After calibration, open the camera **Distortion Viewer** to compare the live camera image with the 3D viewport overlay.

The Distortion Viewer creates a technical AR-style composite of:

* the real camera image
* the calibrated camera view
* visible 3D objects from the viewport, including Measurement Points

This makes it possible to check whether the Measurement Points line up with their real-world positions in the camera image.
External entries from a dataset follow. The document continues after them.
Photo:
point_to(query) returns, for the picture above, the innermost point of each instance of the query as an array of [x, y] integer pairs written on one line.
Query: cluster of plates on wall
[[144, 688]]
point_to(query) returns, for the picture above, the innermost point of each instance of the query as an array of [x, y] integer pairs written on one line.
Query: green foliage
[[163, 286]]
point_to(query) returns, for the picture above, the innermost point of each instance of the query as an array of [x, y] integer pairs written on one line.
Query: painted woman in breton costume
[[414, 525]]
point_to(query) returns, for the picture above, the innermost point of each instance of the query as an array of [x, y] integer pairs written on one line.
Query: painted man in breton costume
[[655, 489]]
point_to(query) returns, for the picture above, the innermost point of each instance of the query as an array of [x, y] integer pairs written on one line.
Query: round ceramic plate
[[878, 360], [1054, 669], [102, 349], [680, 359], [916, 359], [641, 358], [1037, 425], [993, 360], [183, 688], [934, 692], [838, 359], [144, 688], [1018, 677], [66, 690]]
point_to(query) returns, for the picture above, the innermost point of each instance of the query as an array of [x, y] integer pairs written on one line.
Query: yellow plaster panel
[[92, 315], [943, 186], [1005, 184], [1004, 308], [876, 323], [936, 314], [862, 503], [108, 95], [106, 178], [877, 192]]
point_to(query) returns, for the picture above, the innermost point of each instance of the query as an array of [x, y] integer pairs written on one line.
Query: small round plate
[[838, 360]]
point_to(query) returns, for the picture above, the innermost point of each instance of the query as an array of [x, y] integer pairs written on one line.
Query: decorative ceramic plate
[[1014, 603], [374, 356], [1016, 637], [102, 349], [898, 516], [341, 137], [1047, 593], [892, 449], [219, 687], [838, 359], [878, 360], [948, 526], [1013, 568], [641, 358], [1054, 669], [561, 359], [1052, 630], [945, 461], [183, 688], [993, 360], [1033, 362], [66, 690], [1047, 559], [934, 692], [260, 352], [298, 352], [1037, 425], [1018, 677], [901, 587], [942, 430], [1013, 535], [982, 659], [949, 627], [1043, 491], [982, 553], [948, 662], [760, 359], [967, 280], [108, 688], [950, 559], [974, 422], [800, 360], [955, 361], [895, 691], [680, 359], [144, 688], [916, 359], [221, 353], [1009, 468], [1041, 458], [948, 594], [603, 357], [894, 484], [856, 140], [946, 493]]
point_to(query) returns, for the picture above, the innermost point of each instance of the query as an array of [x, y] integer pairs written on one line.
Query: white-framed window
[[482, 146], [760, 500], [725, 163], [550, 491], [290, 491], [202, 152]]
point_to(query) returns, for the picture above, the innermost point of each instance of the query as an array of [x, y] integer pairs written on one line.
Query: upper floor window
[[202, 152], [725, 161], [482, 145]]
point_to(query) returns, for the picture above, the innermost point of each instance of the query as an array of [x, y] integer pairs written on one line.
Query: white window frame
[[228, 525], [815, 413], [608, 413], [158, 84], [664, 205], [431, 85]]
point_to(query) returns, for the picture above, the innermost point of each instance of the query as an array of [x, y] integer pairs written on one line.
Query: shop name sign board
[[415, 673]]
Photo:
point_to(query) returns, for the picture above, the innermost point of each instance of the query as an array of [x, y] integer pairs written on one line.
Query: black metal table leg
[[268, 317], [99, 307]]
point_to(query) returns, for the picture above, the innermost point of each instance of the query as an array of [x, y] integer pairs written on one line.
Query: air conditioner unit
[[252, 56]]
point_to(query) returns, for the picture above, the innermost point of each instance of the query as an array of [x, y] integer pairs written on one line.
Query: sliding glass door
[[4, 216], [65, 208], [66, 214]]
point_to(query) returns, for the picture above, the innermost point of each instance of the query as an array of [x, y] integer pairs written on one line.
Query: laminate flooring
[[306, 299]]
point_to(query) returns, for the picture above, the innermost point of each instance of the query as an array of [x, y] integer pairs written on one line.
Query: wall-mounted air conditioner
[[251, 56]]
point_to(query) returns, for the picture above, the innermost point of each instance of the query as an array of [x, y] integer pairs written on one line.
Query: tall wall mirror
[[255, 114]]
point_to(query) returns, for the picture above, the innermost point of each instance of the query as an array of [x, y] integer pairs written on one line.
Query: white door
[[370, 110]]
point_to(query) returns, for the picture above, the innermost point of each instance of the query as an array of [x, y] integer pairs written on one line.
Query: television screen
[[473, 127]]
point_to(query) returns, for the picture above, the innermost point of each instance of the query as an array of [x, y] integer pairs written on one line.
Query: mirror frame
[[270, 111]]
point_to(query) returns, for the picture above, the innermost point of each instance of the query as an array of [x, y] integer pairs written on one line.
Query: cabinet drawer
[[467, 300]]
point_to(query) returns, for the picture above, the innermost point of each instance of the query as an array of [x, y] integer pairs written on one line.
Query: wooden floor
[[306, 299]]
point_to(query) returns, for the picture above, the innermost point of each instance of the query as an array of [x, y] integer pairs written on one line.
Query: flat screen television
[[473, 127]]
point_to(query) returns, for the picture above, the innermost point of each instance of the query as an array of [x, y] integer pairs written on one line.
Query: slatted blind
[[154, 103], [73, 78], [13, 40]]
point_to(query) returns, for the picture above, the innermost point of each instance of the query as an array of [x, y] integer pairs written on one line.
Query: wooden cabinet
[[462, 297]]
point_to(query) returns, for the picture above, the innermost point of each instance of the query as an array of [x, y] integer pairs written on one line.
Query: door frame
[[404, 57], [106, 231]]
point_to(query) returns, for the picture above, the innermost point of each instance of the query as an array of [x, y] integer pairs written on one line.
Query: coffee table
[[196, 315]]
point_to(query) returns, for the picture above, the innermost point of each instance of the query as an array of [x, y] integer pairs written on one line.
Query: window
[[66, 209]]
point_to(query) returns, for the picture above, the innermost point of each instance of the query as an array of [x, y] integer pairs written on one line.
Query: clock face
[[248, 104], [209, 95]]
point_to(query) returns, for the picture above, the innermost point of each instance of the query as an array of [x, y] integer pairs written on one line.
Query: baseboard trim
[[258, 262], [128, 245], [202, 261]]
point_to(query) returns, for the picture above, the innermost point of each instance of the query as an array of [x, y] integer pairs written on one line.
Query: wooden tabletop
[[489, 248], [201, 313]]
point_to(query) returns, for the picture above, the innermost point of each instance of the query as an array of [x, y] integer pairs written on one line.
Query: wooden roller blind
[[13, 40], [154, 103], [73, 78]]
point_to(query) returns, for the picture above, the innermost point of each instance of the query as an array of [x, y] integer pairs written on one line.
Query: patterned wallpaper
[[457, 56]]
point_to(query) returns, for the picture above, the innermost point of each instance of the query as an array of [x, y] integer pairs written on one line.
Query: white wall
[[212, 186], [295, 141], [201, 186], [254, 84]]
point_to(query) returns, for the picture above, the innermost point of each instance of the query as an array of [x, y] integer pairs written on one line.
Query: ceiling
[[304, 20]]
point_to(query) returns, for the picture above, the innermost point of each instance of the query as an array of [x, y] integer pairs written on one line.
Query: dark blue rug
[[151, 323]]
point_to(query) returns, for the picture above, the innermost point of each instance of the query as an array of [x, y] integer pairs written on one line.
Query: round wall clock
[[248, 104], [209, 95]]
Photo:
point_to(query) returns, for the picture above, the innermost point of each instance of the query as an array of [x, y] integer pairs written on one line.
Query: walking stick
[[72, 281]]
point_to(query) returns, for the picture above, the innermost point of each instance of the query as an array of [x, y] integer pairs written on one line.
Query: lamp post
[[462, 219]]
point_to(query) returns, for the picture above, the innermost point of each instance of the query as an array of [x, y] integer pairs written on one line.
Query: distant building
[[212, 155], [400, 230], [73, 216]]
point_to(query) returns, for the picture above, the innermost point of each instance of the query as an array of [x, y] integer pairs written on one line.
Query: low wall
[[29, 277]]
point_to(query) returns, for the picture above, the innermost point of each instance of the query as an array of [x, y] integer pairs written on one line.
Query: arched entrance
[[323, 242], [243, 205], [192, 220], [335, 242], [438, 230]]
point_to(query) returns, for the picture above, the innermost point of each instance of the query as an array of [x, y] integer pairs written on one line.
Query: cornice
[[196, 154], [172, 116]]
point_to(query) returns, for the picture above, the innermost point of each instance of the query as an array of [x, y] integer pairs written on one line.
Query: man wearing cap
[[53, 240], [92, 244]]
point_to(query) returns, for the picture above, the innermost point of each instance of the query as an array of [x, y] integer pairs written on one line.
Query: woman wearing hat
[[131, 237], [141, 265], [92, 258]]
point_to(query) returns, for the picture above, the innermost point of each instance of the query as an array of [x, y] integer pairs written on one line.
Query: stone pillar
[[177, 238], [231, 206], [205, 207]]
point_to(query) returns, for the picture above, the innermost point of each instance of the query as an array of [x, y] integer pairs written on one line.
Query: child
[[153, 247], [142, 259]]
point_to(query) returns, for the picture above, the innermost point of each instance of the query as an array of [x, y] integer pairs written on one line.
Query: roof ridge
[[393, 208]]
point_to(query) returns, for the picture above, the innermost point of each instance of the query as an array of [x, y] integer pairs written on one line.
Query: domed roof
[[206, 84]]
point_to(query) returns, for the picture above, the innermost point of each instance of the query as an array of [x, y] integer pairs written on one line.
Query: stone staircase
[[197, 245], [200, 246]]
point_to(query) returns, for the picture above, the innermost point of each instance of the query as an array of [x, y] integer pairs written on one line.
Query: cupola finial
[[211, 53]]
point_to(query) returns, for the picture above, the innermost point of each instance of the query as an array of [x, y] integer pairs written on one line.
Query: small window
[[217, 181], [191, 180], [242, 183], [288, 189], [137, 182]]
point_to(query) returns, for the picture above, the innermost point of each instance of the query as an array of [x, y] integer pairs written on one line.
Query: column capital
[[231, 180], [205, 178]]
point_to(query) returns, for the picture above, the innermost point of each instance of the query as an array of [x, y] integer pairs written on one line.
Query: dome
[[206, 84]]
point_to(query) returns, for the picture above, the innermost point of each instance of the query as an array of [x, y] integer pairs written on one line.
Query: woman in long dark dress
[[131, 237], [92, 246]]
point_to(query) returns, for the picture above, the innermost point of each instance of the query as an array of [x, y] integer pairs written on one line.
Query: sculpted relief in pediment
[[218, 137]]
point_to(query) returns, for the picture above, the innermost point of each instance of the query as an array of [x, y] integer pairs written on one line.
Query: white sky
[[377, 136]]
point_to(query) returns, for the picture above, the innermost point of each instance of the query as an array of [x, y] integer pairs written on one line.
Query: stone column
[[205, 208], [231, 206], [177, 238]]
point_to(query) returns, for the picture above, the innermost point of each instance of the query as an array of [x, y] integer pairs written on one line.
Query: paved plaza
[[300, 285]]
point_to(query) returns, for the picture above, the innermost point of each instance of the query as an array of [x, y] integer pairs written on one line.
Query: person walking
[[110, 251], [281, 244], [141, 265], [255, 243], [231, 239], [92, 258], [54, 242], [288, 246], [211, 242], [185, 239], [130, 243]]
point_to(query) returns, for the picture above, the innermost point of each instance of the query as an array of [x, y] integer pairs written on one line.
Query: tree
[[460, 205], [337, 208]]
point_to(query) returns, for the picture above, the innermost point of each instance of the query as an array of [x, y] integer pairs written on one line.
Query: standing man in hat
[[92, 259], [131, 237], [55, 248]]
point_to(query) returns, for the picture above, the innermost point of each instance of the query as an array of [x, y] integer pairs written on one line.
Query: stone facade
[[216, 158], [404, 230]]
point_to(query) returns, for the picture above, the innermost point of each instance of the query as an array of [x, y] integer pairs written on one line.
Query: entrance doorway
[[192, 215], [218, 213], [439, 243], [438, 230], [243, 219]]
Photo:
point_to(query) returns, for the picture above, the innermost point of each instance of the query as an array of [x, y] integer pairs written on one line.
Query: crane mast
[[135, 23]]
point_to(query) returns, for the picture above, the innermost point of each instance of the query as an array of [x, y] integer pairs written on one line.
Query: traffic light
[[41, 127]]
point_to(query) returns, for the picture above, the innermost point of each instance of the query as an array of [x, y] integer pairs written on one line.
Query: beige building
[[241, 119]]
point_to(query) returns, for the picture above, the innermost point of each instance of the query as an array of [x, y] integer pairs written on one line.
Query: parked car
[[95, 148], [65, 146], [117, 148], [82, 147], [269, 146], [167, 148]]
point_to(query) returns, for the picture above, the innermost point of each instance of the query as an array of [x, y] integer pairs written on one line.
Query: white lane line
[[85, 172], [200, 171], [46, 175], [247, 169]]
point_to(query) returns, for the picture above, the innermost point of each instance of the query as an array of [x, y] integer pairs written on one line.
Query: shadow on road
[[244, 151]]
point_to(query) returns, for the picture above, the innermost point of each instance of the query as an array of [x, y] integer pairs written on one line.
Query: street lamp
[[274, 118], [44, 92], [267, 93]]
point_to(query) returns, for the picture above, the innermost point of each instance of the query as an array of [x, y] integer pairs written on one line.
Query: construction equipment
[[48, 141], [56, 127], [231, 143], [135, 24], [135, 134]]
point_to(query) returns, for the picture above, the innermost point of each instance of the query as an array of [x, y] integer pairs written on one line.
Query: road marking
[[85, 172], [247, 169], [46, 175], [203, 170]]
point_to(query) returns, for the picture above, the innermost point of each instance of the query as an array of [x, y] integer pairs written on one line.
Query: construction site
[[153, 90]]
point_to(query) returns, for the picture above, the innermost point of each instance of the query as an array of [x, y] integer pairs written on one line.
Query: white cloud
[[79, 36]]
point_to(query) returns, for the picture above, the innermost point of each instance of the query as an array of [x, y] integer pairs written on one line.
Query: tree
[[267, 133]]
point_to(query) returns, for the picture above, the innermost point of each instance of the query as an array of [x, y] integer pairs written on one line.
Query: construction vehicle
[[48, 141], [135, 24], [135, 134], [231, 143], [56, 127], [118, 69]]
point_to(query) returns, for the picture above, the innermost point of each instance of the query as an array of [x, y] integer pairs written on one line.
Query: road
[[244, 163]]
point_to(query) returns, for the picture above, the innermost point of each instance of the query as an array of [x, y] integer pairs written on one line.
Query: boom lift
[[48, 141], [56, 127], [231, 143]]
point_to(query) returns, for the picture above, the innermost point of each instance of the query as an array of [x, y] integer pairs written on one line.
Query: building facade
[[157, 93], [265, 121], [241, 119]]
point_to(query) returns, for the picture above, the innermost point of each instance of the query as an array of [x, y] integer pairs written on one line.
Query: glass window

If the overlay does not match the image, check:

* whether the Measurement Point coordinates are correct
* whether the correct points were selected in the Manual Marker Editor
* whether the pixel positions were placed accurately
* whether the Lens Profile is valid
* whether the Tracking Data or Camera Object is correct for the selected workflow

***

## Tools That Use Manual Markers

Manual Markers are used by the following calibration and repositioning tools:

| Tool                                      | Main Purpose                                                                               |
| ----------------------------------------- | ------------------------------------------------------------------------------------------ |
| **Alignment with Markers**                | Creates or updates an Alignment Profile using Measurement Points and Tracking Data.        |
| **Simple Static Calibration with Marker** | Calibrates a static Camera Object using Measurement Points.                                |
| **Reposition from Marker**                | Repositions an existing calibrated camera setup or parent object using Measurement Points. |

The detailed steps for each tool are explained in the individual workflow pages.

***

## Before Starting Checklist

Before using Manual Markers, check the following:

* Measurement Points have been created in the Project Tree.
* Points are organized in Folders if the setup contains many points.
* Point coordinates have been measured accurately.
* Points are clearly visible in the camera image.
* Ambiguous or uncertain points are not used.
* A valid Lens Profile exists if required by the selected workflow.
* The correct calibration tool has been selected.
* Captures have enough visible Measurement Points for the selected workflow.
* Measurement Points are referenced accurately in the Manual Marker Editor.